Приёмное отделение осуществляет госпитализацию на стационарное лечение в плановом порядке при наличии направления от врача-психиатра из психоневрологического диспансера или других учреждений здравоохранения, а также лиц направленных судом для проведения стационарной судебно-психиатрической экспертизы. Для госпитализации необходимо наличие направление врача-психиатра, паспорт, страховой полис или постановление суда. Осуществляет госпитализацию в экстренном порядке по направлению скорой помощи.

В приемном отделении больного осматривает врач-психиатр, уточняет диагноз и показания для госпитализации. Оформляется медицинская документация (заведение истории болезни), проводятся санитарно-гигиенические мероприятия (при необходимости). Комнаты в приемном отделении располагаются по принципу санитарного пропускника, смотровая комната, уборная, ванна. После всех необходимых мероприятий, больной больше не возвращается в приемное отделение, а поступает в соответствующее отделение [20].

Общие отделения служат для стационарного лечения больных. Чаще всего распределяются по территориальному признаку (каждому отделению соответствует определенная территория на карте), также отдельно выделено отделение неврозов, для больных с непсихотическими заболеваниями. Существуют мужские и женские отделения.

Специализированные отделения. С учетом возраста — детское и геронтологическое отделение. С учетом сопутствующей патологии, требующей особых условий лечения — инфекционное и туберкулезное. Отделение реанимации — при угрожающих жизни состояниях, также в отделении реанимации проводится электросудорожная терапия. Отдельно выделяют отделение первого психотического эпизода, куда направляют больных с социально сохранными установками и положительным отношением к лечению, при отсутствии выраженной психотической симптоматики, отсутствием социально-опасных установок у больного. Судебно-психиатрическое отделение - занимается проведением стационарной судебно-психиатрической экспертизы.
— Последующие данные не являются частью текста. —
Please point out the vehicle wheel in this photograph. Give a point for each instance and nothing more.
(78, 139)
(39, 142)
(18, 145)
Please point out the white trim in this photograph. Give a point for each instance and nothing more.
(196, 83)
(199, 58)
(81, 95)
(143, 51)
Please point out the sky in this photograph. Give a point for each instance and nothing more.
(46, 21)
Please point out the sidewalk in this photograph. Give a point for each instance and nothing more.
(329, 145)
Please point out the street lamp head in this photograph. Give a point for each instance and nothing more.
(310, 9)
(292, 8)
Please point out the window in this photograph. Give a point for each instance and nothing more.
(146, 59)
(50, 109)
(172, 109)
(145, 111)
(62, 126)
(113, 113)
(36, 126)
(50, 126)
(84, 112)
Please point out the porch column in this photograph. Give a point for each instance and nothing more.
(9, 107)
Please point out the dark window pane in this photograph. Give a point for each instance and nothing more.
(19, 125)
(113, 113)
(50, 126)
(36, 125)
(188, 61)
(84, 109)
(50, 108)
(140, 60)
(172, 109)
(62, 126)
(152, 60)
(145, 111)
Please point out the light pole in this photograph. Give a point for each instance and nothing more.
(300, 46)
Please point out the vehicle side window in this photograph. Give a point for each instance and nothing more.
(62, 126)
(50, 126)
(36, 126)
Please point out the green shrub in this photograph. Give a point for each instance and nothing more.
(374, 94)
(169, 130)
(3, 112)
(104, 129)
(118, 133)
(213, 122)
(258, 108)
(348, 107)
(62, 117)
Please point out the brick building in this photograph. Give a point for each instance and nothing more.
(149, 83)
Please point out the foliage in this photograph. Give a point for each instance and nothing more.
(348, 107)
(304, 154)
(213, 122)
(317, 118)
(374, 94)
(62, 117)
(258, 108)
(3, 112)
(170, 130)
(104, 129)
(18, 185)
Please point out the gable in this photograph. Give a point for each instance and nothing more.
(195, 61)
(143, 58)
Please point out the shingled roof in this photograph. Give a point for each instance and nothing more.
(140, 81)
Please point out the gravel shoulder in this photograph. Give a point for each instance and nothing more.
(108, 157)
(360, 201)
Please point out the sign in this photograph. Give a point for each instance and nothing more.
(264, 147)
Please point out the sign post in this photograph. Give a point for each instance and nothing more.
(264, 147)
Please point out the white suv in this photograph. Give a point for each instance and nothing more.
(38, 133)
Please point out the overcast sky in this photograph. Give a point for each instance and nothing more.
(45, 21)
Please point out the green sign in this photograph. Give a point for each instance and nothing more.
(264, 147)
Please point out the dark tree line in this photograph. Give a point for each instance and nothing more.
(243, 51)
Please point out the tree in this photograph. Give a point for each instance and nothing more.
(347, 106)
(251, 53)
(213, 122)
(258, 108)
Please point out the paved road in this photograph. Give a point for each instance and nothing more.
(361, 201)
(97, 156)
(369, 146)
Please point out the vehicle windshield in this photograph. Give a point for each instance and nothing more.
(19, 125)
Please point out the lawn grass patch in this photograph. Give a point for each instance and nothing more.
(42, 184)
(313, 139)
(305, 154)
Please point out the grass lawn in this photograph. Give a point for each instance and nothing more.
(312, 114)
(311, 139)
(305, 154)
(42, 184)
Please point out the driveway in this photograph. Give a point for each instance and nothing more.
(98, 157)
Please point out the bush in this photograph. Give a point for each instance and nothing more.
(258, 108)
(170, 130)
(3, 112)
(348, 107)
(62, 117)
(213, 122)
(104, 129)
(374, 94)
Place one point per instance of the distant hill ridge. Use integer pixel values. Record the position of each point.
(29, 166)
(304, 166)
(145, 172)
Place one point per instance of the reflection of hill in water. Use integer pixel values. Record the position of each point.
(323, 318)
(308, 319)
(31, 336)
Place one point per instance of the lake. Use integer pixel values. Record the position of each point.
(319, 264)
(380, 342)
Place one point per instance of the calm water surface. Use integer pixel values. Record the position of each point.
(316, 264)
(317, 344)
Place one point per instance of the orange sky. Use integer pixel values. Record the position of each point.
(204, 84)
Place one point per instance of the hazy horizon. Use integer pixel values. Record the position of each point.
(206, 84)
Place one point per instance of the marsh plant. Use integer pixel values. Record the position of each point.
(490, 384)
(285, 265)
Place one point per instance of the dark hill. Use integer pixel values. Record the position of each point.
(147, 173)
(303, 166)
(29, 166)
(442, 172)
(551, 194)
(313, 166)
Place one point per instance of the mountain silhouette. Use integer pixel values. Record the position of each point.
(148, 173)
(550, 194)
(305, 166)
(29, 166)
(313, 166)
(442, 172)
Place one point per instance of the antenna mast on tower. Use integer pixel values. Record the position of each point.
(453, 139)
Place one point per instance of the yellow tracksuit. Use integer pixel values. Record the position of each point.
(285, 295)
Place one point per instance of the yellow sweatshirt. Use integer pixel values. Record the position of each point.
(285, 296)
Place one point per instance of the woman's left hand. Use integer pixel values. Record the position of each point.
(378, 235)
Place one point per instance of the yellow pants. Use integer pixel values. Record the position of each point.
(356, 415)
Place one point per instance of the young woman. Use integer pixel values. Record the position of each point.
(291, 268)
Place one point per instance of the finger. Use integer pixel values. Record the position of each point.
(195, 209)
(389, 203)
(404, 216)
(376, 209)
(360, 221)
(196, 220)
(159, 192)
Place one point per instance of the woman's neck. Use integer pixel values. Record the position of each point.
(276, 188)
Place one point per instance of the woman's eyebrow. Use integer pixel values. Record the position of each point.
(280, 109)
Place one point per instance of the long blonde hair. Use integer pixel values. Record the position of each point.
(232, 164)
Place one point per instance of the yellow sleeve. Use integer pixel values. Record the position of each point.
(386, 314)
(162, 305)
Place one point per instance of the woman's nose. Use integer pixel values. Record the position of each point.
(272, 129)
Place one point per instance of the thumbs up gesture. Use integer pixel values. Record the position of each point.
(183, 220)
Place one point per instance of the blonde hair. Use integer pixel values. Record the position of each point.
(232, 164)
В данное отделение больные направляются по решению суда или с санкции прокурора. Срок стационарной судебно-психиатрической экспертизы не должен превышать 30 дней [20].

Наблюдательная палата – специальная палата для больных с выраженными суицидальными, агрессивными тенденциями или нуждающиеся в дополнительном уходе. В наблюдательной палате имеется постоянный санитарский пост [20].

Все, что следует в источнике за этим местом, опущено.